What was the movement all about? Ending oppression: "There is general consensus that the driving force behind the Ethiopian student movement was rejection of oppression in all its forms. The protests and demonstrations that started to peak after 1965 were directed against one manifestation or another of that oppression. The 'Land to the Tiller' demonstration of 1965 had its objective economic and social equity in the exploitation of the country's most important social and economic asset – land. In 1966, students rose in defence of the poor who were herded in shelters that were considered sub-human. The 1967 demonstration was in protests against the curtailment of the freedom of expression and assembly. The nation-wide protests of 1969, under the slogan of 'Education for All' drew attention to the increasing constraints placed on the poor sectors of society in educating their children" (p. 187).

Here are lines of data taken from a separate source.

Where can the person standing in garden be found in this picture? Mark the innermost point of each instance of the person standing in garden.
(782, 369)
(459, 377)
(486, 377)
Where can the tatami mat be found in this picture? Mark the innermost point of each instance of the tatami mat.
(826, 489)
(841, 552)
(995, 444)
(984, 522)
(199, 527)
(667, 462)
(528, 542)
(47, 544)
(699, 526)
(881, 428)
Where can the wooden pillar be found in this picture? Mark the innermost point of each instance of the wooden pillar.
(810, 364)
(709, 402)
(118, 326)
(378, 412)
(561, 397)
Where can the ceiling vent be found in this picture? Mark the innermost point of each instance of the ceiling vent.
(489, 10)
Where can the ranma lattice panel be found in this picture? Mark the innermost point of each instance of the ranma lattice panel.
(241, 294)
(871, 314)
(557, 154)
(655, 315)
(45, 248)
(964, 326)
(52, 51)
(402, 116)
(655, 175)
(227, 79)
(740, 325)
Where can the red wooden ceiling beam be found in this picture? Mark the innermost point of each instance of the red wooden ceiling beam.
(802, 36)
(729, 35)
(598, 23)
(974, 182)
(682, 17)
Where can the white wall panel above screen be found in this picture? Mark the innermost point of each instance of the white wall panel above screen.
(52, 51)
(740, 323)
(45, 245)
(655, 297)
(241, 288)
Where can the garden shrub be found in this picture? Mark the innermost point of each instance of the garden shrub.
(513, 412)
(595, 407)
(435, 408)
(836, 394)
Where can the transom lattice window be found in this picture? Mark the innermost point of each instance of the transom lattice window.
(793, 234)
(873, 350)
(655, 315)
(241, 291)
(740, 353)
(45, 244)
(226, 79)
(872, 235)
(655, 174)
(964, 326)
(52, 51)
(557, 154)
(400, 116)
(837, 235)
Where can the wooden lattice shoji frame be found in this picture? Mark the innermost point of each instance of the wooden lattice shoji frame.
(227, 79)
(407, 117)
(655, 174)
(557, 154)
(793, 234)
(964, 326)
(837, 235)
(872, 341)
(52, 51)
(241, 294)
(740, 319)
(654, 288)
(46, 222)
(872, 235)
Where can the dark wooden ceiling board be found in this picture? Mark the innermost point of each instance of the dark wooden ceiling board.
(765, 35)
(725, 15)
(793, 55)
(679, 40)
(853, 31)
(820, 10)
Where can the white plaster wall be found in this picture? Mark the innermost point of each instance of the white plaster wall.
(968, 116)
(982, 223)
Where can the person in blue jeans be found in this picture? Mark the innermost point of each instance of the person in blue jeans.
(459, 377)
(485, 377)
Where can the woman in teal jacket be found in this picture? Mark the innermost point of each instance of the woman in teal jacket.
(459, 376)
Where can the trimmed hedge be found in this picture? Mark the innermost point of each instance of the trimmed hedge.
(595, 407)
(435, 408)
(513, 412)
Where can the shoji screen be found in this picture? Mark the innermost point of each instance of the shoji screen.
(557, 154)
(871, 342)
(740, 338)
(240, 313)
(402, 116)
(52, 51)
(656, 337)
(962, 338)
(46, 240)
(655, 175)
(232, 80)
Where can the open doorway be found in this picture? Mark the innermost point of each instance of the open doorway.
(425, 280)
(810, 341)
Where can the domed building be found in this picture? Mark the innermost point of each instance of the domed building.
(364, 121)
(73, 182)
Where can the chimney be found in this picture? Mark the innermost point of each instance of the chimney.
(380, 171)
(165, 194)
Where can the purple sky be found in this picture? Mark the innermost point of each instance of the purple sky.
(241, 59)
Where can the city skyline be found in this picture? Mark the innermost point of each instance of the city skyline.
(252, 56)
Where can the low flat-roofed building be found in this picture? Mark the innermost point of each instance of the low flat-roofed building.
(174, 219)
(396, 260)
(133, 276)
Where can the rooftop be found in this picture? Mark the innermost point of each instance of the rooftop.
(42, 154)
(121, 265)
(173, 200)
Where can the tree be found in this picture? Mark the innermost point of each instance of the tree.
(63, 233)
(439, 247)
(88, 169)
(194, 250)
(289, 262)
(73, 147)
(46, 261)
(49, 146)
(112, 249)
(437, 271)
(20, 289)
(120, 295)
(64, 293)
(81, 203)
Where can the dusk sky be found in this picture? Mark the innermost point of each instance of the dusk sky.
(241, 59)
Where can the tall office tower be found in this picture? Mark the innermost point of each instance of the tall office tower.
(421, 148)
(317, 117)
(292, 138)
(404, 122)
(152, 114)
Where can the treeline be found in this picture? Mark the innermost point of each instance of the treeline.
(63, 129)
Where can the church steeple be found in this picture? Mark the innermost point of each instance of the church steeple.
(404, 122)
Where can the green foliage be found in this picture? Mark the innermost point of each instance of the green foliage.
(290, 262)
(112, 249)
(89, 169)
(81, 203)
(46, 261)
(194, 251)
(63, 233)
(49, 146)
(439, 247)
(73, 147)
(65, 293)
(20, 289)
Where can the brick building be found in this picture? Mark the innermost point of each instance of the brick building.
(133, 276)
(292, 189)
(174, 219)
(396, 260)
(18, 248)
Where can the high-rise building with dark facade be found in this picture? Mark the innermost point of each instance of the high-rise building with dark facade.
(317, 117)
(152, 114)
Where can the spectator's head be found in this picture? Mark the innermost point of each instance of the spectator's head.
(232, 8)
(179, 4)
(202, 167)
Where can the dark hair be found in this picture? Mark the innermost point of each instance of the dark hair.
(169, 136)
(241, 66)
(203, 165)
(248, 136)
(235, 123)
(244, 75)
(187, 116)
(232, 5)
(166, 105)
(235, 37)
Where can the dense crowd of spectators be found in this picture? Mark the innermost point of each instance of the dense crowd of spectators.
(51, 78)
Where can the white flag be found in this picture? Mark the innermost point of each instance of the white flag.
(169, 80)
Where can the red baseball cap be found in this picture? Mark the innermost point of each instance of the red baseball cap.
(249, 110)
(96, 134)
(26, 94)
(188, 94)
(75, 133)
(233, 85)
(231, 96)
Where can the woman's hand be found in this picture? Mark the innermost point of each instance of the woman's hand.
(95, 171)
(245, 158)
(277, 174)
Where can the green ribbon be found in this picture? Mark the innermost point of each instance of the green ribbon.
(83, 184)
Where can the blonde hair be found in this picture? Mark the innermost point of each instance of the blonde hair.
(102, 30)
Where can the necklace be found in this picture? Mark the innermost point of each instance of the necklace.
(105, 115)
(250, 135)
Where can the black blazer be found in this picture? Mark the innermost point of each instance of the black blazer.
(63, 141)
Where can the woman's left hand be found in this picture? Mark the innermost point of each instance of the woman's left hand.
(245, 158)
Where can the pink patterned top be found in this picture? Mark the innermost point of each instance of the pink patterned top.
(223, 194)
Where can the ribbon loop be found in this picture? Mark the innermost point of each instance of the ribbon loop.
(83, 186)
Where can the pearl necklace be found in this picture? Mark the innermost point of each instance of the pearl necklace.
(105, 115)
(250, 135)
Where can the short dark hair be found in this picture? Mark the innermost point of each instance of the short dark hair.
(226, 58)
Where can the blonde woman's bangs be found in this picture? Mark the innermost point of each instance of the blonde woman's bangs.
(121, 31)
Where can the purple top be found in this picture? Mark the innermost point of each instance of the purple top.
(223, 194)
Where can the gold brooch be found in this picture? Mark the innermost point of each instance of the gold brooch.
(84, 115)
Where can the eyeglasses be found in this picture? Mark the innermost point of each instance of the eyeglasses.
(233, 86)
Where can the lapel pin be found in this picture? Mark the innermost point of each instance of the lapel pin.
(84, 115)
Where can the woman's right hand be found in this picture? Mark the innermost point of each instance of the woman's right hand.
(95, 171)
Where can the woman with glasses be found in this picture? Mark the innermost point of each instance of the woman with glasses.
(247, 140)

It was, given the circumstances, a highly influential and effective movement. "For about a decade and a half in the middle of the past century, Ethiopian students made a decisive and fateful intervention in the national affairs of their country", writes Bahru (p. 263). But, the author also wonders how ended up where it did: "there is general consensus that the seventeen-year tenure of the Darg was one of almost unmitigated gloom. The only redeeming feature of that tenure was the land reform proclamation of 1975, which could be said to have been a resounding response both to the passionate calls of the reforming intellectuals of the early twentieth century to alleviate the lot of the tribute-paying peasant (the gabbar) and the slogan of the 'Land to the Tiller' articulated by the students in 1965 (p. 263-264). The author does not only recount the events, but reflects upon them and their significance. For example, he suggests that the radical Marxist ideals with militant adherents were not new in form, but rather a "transmutation of the religious orthodoxy of the classical tradition" and the "Marxist-Leninist writings provided a ready-made justification for such militant opposition" (p. 138). On the future, this eminent Ethiopian scholar, writes: "The country has to come to grips with and move beyond this legacy if it is to have any hope of redemption. At the same time, however, we have to understand that the students did what they did in all genuineness and sincerity. They had not hidden agenda. They were driven by what has driven youth everywhere and throughout the ages – the quest for social justice and equitable development" (p. 280).